身体障がい者の生活を支える、「盲導犬」「介助犬」「聴導犬」。そんな補助犬たちにまつわる話を紹介するコーナーです。

プロフィール橋爪 智子 (はしづめ ともこ)

NPO法人日本補助犬情報センター専務理事 兼 事務局長。
OL時代にAAT(Animal Assisted Therapy:動物介在療法)に関心を持ち、ボランティアをしながら国内外で勉強を始める。1998年、米国DELTA協会(現・米国Pet Partners協会)の「Pet Partners® program」修了。2002年より現職。身体障害者補助犬法には、法律の準備段階からかかわっている。

著書

『よくわかる 補助犬同伴受け入れマニュアル』共著(中央法規出版)

『よくわかる 補助犬同伴受け入れマニュアル』共著
(中央法規出版)

第234回【障害者に飼われている犬は不幸ですか?】

 ちょっと、センセーショナルなタイトルにしてしまいました。ただ、この質問は、多くの方に真剣に考えていただきたい問題だと思っています。
 私は、補助犬支援に関わって、16年になります。多くの素晴らしいユーザーさん達と出会い、多くの事を学ばせていただきました。今もなお、日々多くのユーザーさんから学ばせていただいております。そんな、多くの学びや、素直に感動したり、感謝したりしたことを、社会の皆さんに伝えたい!ただ、その想いだけで突っ走ってきました。多くの方が応援してくださり、温かいお言葉をかけて下さり、本当に感謝しています。ただ、全ての人に伝えられるわけもなく、まだまだ社会の大半の方には、本当の補助犬について、補助犬ユーザーについて、伝えることができておらず、理解が進まない中で同伴拒否は起こり続け、社会参加している補助犬ユーザーさんたちが辛い思いをしておられ、ただただ自分の力不足を痛感して申し訳なく思うばかりです・・・

 そんな中、当会のFacebookにコメントを寄せていただきました。その投稿は、真夏の補助犬の歩行について書いたものでした。その方のコメントは「過酷な暑さの中の歩行をかわいそうに思いながらも、・・・何とかならないものか?といつも見守っています。」(概要)というものでした。
 とても嬉しかったです。多くの方が「かわいそう」と思いながらもこちらには伝えては下さらず、誤解を解く機会も無いまま、「補助犬=かわいそう」という言葉だけが独り歩きしてしまいます。

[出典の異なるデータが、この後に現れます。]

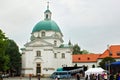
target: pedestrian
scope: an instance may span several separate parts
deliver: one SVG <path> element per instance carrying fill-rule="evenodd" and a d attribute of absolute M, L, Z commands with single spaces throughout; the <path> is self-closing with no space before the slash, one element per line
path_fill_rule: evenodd
<path fill-rule="evenodd" d="M 40 73 L 38 73 L 38 80 L 40 80 Z"/>
<path fill-rule="evenodd" d="M 118 80 L 120 80 L 120 73 L 118 74 Z"/>
<path fill-rule="evenodd" d="M 104 74 L 104 80 L 107 80 L 108 76 L 107 73 Z"/>
<path fill-rule="evenodd" d="M 93 74 L 92 79 L 93 79 L 93 80 L 96 80 L 96 79 L 97 79 L 97 75 L 96 75 L 96 74 Z"/>
<path fill-rule="evenodd" d="M 100 77 L 101 77 L 101 74 L 98 74 L 98 76 L 97 76 L 98 80 L 100 80 Z"/>
<path fill-rule="evenodd" d="M 32 75 L 31 75 L 31 74 L 29 74 L 29 80 L 31 80 L 31 77 L 32 77 Z"/>
<path fill-rule="evenodd" d="M 88 80 L 88 75 L 86 75 L 85 80 Z"/>
<path fill-rule="evenodd" d="M 2 77 L 2 75 L 0 75 L 0 80 L 3 80 L 3 77 Z"/>
<path fill-rule="evenodd" d="M 77 80 L 80 80 L 80 75 L 79 75 L 79 73 L 77 73 Z"/>

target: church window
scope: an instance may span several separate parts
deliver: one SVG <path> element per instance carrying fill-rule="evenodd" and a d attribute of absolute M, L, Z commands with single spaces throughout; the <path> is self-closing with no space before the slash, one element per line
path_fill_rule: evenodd
<path fill-rule="evenodd" d="M 57 58 L 57 53 L 54 53 L 54 58 Z"/>
<path fill-rule="evenodd" d="M 36 56 L 39 56 L 39 57 L 40 57 L 40 56 L 41 56 L 41 51 L 37 51 L 37 52 L 36 52 Z"/>
<path fill-rule="evenodd" d="M 37 72 L 37 74 L 41 73 L 41 64 L 40 63 L 36 64 L 36 72 Z"/>
<path fill-rule="evenodd" d="M 37 67 L 40 67 L 40 63 L 37 63 Z"/>
<path fill-rule="evenodd" d="M 42 37 L 44 37 L 44 36 L 45 36 L 45 32 L 44 32 L 44 31 L 41 33 L 41 36 L 42 36 Z"/>
<path fill-rule="evenodd" d="M 46 14 L 46 19 L 48 19 L 48 14 Z"/>
<path fill-rule="evenodd" d="M 65 53 L 62 53 L 62 58 L 65 58 Z"/>
<path fill-rule="evenodd" d="M 54 45 L 55 45 L 55 46 L 57 45 L 57 41 L 56 41 L 56 40 L 54 41 Z"/>

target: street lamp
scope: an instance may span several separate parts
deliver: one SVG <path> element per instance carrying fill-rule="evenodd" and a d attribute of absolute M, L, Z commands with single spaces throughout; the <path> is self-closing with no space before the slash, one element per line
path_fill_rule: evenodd
<path fill-rule="evenodd" d="M 108 71 L 110 73 L 110 61 L 108 61 Z"/>
<path fill-rule="evenodd" d="M 110 61 L 105 62 L 106 70 L 110 73 Z"/>

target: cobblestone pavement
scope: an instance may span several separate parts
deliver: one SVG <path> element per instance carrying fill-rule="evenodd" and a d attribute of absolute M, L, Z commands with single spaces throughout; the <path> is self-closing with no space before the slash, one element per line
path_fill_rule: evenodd
<path fill-rule="evenodd" d="M 30 80 L 28 77 L 9 77 L 9 78 L 4 78 L 3 80 Z M 37 78 L 31 78 L 31 80 L 38 80 Z M 50 78 L 41 78 L 40 80 L 55 80 L 55 79 L 50 79 Z M 77 80 L 77 79 L 60 79 L 60 80 Z M 84 79 L 80 79 L 84 80 Z"/>

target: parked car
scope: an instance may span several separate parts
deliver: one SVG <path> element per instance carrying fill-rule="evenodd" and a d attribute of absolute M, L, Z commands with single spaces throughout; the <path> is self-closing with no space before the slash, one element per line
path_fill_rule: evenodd
<path fill-rule="evenodd" d="M 9 74 L 2 74 L 2 78 L 8 78 Z"/>
<path fill-rule="evenodd" d="M 63 78 L 71 78 L 71 73 L 69 71 L 56 71 L 54 72 L 50 78 L 60 78 L 60 79 L 63 79 Z"/>

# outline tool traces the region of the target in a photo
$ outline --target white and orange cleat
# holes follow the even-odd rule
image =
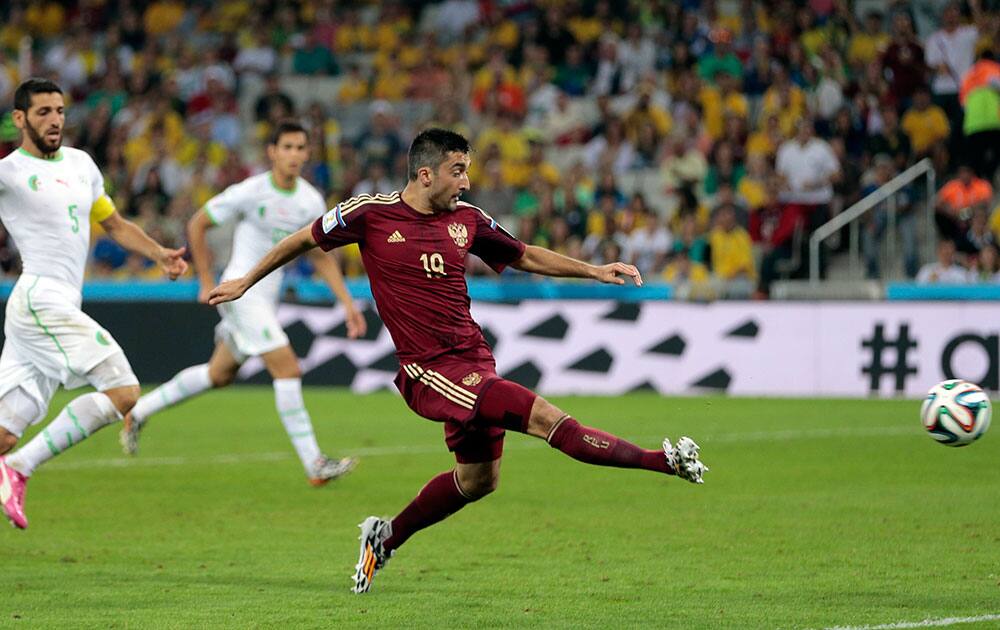
[[[313,465],[309,474],[309,484],[315,487],[324,486],[334,479],[339,479],[354,470],[358,465],[358,460],[354,457],[342,457],[333,459],[326,455],[321,455]]]
[[[353,593],[367,593],[379,569],[392,557],[383,543],[392,536],[392,523],[377,516],[369,516],[361,525],[361,555],[354,567]]]
[[[17,529],[28,528],[28,517],[24,515],[24,491],[28,478],[7,465],[7,459],[0,457],[0,505],[4,516]]]
[[[139,452],[139,433],[143,424],[131,411],[125,414],[122,430],[118,433],[118,443],[122,445],[122,452],[126,455],[135,455]]]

このように当会に対して、コメントを寄せていただけたことで、ある程度の誤解は解くことができますし、また今後の対処やアイデアを、一緒に考えることができる。それこそが、補助犬だけではなく、全てのマイノリティの問題に必要とされているコミュニケーションなんだと思います。

補助犬たちはお仕事が大好き!
だって、一番大好きな人に褒めてもらえるんだから♪
何度だって尻尾フリフリです♪
何かお仕事な~い?ってせがんでくることも…!?(笑)

 そのコメントに対して、当会から下記のようなお返事をさせていただきました。なかなか、文章で全てを説明しきるのは難しいことではありますが、少しでも本質の部分、伝われば嬉しいな~と思っています。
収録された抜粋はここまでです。